The auction covers the three standard maturities: 91 days, 182 days, and 364 days. Out of the total offer, ₦150 billion is allocated to the 91-day bills, ₦200 billion to the 182-day bills, while the bulk of ₦800 billion is set aside for the one-year bills. This structure clearly shows the government’s preference for longer-dated instruments as it continues to rely heavily on short-term domestic borrowing to fund operations and manage excess liquidity.
Market participants say this auction is important because it may give fresh signals on where short-term interest rates are headed. Despite recent signs of easing inflation, the CBN has maintained a tight monetary stance, and investors remain cautious about whether inflation will stay on a downward path or reverse.
Dealers note that the dominance of the 364-day bills reflects strong investor appetite for longer tenors that offer relatively higher yields in an uncertain interest rate environment. Many investors are eager to lock in attractive returns now, given concerns about inflation sustainability, exchange rate pressures, and future policy direction.
Recent auction results support this cautious sentiment. In December, stop rates rose across all maturities. The 91-day bills increased to 15.80 per cent, the 182-day bills climbed to 16.50 per cent, while one-year bills were sold at 18.47 per cent. These higher rates came even as headline inflation softened, signalling that the central bank remains wary of declaring victory over inflation and is focused on maintaining financial stability.
Activity in the secondary Treasury bills market has been relatively muted ahead of the auction. Most maturities traded flat as investors adopted a wait-and-see approach. Only a few longer-dated papers recorded notable yield increases, suggesting selective repositioning rather than widespread selling pressure.
Earlier Open Market Operations by the CBN also influenced market sentiment. The bank recently allotted ₦2.64 trillion through OMO bills at stop rates close to 19.4 per cent. Following these sales, average Treasury bill yields rose, reflecting negative sentiment driven by sell-offs in the secondary market.
At the first Treasury bills auction of 2026, the government raised ₦1.14 trillion at higher rates across all maturities, with most of the demand concentrated in one-year bills. Although yields eased slightly afterward due to renewed demand for naira assets, analysts believe the current auction could still see a mild upward pressure on rates, especially at the long end of the curve.

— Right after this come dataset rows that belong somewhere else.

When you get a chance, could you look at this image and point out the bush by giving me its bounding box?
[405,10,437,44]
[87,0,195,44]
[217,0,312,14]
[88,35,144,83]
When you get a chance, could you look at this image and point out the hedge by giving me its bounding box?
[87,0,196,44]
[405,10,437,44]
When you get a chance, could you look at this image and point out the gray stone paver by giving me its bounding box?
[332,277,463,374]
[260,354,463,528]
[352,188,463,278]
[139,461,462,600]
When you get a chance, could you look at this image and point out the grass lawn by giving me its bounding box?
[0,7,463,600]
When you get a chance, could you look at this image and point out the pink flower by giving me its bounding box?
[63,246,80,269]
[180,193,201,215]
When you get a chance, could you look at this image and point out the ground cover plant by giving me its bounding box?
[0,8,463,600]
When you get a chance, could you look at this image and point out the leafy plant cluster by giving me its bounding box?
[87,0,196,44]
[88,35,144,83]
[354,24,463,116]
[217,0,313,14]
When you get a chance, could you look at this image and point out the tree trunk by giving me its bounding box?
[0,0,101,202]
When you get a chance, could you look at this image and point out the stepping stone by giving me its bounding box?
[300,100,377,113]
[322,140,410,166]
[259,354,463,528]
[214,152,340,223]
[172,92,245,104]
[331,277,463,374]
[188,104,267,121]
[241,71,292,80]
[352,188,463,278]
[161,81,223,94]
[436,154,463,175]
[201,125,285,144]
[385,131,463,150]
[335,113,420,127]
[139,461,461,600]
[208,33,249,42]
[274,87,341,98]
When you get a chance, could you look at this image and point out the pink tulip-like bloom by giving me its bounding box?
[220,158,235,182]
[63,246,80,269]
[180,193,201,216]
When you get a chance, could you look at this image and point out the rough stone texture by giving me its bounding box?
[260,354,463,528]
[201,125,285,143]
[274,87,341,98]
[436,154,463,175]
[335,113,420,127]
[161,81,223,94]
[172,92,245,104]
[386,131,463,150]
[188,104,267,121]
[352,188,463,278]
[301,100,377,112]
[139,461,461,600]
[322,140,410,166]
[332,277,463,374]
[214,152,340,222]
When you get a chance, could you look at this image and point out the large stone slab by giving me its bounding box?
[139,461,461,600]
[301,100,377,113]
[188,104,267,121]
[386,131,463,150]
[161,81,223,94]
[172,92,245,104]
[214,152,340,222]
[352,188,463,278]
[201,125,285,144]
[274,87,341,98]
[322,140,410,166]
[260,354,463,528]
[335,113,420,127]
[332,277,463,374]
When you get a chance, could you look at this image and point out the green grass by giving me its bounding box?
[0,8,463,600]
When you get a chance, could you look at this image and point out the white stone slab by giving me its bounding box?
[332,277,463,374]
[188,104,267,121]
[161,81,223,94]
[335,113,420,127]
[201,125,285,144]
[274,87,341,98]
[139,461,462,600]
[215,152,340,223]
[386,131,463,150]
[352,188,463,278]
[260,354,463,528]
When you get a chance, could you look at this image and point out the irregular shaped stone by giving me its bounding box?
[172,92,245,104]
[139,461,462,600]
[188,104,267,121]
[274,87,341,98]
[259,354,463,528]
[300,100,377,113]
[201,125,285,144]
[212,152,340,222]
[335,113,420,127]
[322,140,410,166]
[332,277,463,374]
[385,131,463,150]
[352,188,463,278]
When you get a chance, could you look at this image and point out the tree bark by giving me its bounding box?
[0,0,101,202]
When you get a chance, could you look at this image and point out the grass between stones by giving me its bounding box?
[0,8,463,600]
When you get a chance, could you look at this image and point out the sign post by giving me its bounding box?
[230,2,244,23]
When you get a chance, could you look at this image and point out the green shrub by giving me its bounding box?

Analysts also point to the mismatch between maturing bills and new issuance. Bills worth about ₦725 billion are set to mature this week, which is significantly lower than the ₦1.15 trillion on offer. This gap increases funding pressure and could push the government to keep rates attractive to sustain investor participation.
Looking beyond Treasury bills, Nigeria’s broader debt outlook adds to market caution. The 2026 fiscal year carries a projected budget deficit of ₦23.85 trillion, with heavy reliance on domestic borrowing. The government plans to raise ₦7.55 trillion in the first quarter of the year alone, a move analysts say could keep yields elevated for longer.
In addition, the Federal Government is expected to repay about ₦1.03 trillion in bond maturities on January 22, 2026, the highest bond maturity payout in recent years. Analysts warn that how investors reinvest these funds could influence foreign exchange demand and short-term pressure on the naira.
Overall, demand at recent auctions has remained strong, driven by investors positioning to benefit from high yields in a tightening monetary environment. However, with rising borrowing needs, inflation risks, and exchange rate concerns still in play, the market is bracing for interest rates to remain firm in the near term.